Türkiye’de Kira Uyuşmazlıklarında Güncel Bir Mesele: Kira Tespit Davaları ve TEFE/ÜFE Uygulaması

Son yıllarda enflasyonist ortam ve ekonomik dalgalanmalar, kira ilişkilerinde artış hükümlerinin uygulanması ile kira bedelinin tespiti konularını yeniden gündeme taşımıştır. Uygulamada özellikle TEFE/ÜFE’ye yapılan atıfların 6098 sayılı Türk Borçlar Kanunu (“TBK”) m. 344 çerçevesinde nasıl değerlendirileceği ve beşinci yıl kuralının kira tespit davalarına etkisi temel tartışma alanlarını oluşturmaktadır.
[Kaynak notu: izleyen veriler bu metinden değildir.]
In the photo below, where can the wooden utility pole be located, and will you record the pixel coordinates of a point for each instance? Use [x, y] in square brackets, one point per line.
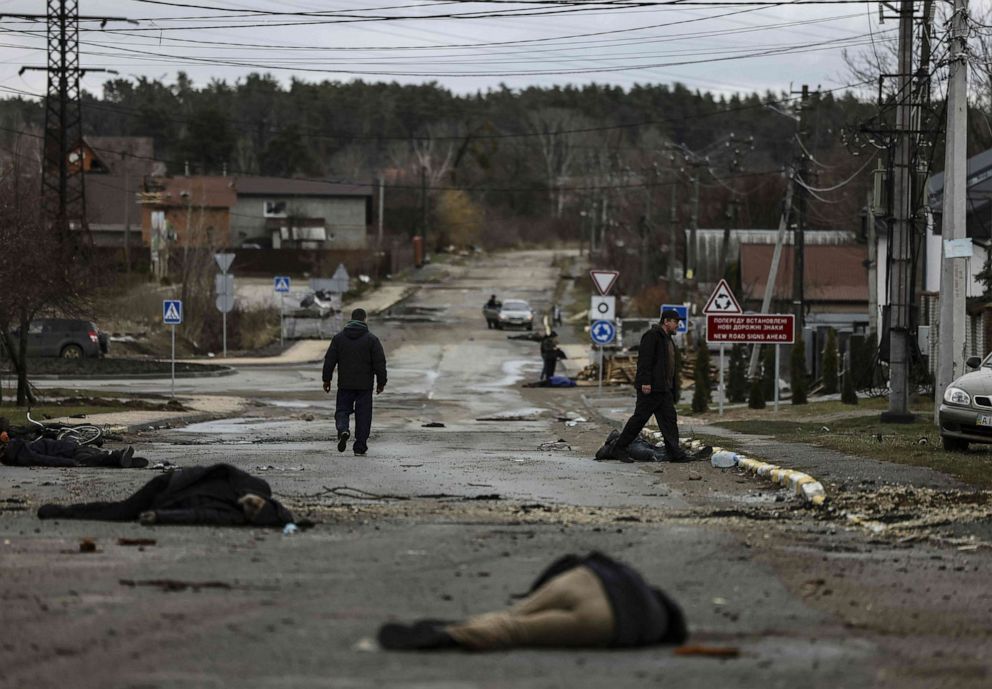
[900, 246]
[953, 280]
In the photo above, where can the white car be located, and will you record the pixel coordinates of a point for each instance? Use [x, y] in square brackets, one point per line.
[516, 313]
[966, 411]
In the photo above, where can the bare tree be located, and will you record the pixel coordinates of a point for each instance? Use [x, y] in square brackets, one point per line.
[39, 267]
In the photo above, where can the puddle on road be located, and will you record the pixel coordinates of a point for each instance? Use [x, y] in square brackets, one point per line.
[513, 372]
[240, 425]
[408, 313]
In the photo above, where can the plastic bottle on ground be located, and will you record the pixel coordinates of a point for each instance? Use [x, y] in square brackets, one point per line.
[724, 459]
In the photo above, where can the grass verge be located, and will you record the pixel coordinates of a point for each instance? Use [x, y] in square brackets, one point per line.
[914, 444]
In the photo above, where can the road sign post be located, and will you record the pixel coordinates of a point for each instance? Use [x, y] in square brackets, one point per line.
[225, 297]
[752, 328]
[721, 302]
[603, 280]
[172, 314]
[602, 332]
[281, 284]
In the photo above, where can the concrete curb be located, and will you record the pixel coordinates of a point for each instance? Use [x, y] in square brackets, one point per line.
[123, 376]
[803, 485]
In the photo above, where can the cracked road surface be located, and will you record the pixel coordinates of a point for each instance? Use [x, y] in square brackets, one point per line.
[447, 521]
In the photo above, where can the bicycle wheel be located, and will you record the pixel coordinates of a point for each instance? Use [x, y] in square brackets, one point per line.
[84, 435]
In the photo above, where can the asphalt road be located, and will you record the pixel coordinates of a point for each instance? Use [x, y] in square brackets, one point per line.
[444, 522]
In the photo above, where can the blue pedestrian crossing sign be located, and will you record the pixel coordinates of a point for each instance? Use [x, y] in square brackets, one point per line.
[683, 315]
[602, 332]
[172, 311]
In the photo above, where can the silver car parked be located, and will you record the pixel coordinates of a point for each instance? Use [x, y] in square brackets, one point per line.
[516, 313]
[966, 411]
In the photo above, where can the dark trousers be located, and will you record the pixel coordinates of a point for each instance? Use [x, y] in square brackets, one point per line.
[550, 364]
[662, 406]
[359, 403]
[123, 511]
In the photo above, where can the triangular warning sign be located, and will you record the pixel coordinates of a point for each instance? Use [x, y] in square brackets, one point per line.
[722, 300]
[604, 280]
Bu bilgi notu, güncel mevzuat ve yerleşik içtihat ekseninde pratik bir çerçeve sunmayı amaçlamaktadır.

Hukuki Çerçeve ve Genel İlkeler

TBK m. 344 uyarınca konut ve çatılı işyeri kiralarında, taraflarca kararlaştırılan artış oranı, hiçbir şekilde on iki aylık ortalama TÜFE oranını aşamaz. Bu sınırlama, sözleşmede daha yüksek ya da farklı endekslere (ör. TEFE/ÜFE) bağlanan kayıtlar bulunsa dahi geçerliliğini korur; aşan kısım uygulanamaz. Öte yandan, beş yıllık sürenin dolması hâlinde, hâkim kira bedelini yalnızca TÜFE ile sınırlı olmaksızın; kiralananın durumu, emsal kiralar ve hakkaniyet ölçütlerini birlikte dikkate alarak rayiç seviyeye yaklaştırabilir.
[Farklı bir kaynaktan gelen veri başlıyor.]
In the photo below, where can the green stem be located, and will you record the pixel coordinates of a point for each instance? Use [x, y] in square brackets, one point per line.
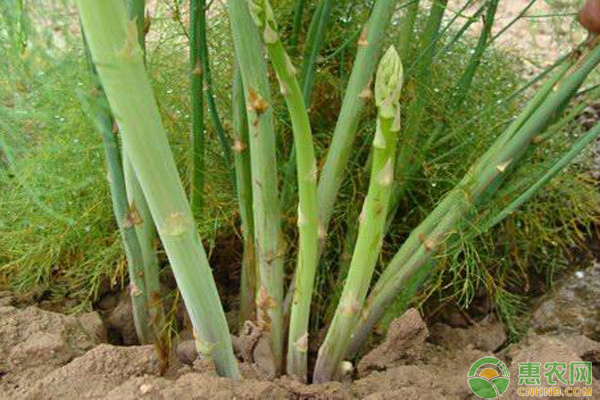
[119, 60]
[241, 155]
[147, 237]
[372, 220]
[297, 25]
[575, 150]
[357, 91]
[269, 244]
[133, 251]
[198, 139]
[307, 188]
[407, 28]
[492, 166]
[208, 90]
[145, 228]
[313, 46]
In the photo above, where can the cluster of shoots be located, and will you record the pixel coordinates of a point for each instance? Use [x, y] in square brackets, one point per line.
[149, 195]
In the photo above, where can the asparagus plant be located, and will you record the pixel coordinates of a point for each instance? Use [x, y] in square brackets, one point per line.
[388, 85]
[249, 273]
[357, 92]
[407, 28]
[133, 251]
[269, 245]
[198, 164]
[307, 188]
[142, 218]
[116, 53]
[492, 166]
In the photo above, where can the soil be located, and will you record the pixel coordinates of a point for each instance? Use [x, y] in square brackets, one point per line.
[46, 355]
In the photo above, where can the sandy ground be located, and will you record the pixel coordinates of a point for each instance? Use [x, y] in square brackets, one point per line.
[542, 35]
[46, 356]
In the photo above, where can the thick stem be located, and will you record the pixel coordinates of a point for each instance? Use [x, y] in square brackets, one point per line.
[213, 112]
[144, 226]
[118, 57]
[147, 237]
[131, 244]
[357, 92]
[372, 220]
[492, 166]
[307, 188]
[269, 244]
[249, 274]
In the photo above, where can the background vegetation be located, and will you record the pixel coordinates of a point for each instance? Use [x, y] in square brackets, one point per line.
[57, 230]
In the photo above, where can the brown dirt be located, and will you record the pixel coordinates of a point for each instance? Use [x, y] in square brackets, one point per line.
[45, 355]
Konut kiralarına 2022’de getirilen %25 artış üst sınırı, 1 Temmuz 2024 itibarıyla yürürlükten kalkmış; artışlarda yeniden 12 aylık ortalama TÜFE esasına dönülmüştür. İşyeri kiraları bakımından da TBK m. 344’ün belirlediği TÜFE üst sınırı uygulanmaktadır.
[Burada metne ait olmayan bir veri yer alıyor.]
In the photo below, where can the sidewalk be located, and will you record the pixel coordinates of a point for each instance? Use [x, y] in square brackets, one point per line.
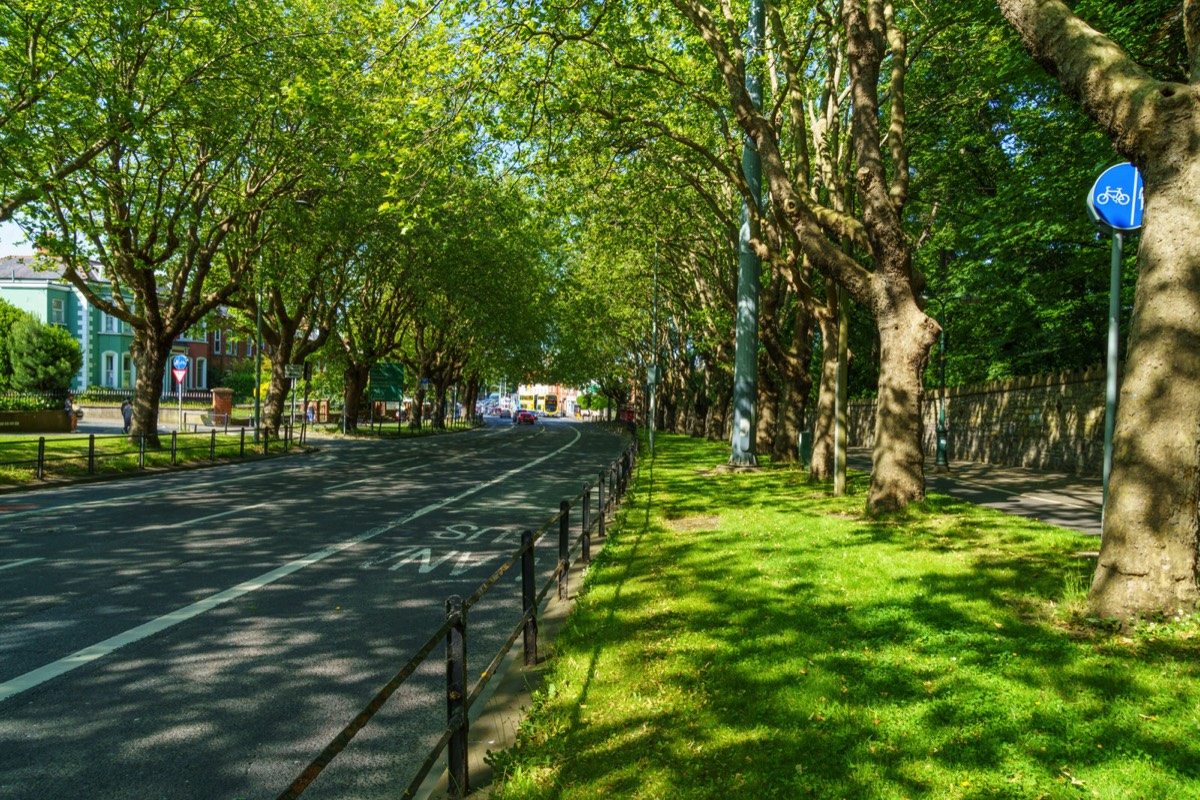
[1072, 501]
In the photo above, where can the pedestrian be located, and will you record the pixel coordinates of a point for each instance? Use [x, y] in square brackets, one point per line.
[72, 410]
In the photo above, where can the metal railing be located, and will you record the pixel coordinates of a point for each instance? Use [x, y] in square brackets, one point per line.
[454, 632]
[73, 456]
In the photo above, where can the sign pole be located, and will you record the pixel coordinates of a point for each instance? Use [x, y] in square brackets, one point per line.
[1115, 211]
[1110, 390]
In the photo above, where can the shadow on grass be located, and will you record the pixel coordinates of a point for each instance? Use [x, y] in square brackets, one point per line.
[790, 647]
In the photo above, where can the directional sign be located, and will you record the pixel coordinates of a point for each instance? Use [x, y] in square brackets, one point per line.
[179, 368]
[1116, 198]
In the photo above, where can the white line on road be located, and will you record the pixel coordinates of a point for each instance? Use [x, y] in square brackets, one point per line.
[9, 566]
[101, 649]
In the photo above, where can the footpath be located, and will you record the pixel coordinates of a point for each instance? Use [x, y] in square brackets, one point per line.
[1065, 500]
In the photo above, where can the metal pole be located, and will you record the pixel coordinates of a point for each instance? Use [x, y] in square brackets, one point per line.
[258, 350]
[1110, 391]
[564, 546]
[840, 417]
[528, 599]
[456, 697]
[745, 364]
[941, 458]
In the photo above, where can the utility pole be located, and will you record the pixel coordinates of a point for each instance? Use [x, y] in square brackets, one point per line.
[745, 364]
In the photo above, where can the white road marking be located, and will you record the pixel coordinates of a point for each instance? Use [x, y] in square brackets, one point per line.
[16, 564]
[101, 649]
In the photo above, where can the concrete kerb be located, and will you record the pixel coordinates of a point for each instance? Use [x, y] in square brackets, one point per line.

TEFE/ÜFE Kayıtlarının Geçerliliği

Uygulamada geçmişten kalan birçok sözleşmede artış hükmü “TEFE/ÜFE ortalaması”, “ÜFE + TÜFE/2” gibi bileşik formüllere bağlanmıştır. TBK m. 344’ün emredici niteliği gereği, bu kayıtlar TÜFE tavanını aşmamak kaydıyla geçerlilik kazanır; tavanı aşan kısım yönünden hüküm, kanuni sınıra indirgenerek uygulanır. Artış maddesinin belirsiz, ölçülemez ya da yorum gerektirir şekilde kaleme alınmış olması hâlinde ise geçersizlik ve buna bağlı uyuşmazlık riskleri doğmaktadır. Bu nedenle artış hükmünün açık, denetlenebilir ve TBK m. 344 ile uyumlu ifadelerle düzenlenmesi önem taşır.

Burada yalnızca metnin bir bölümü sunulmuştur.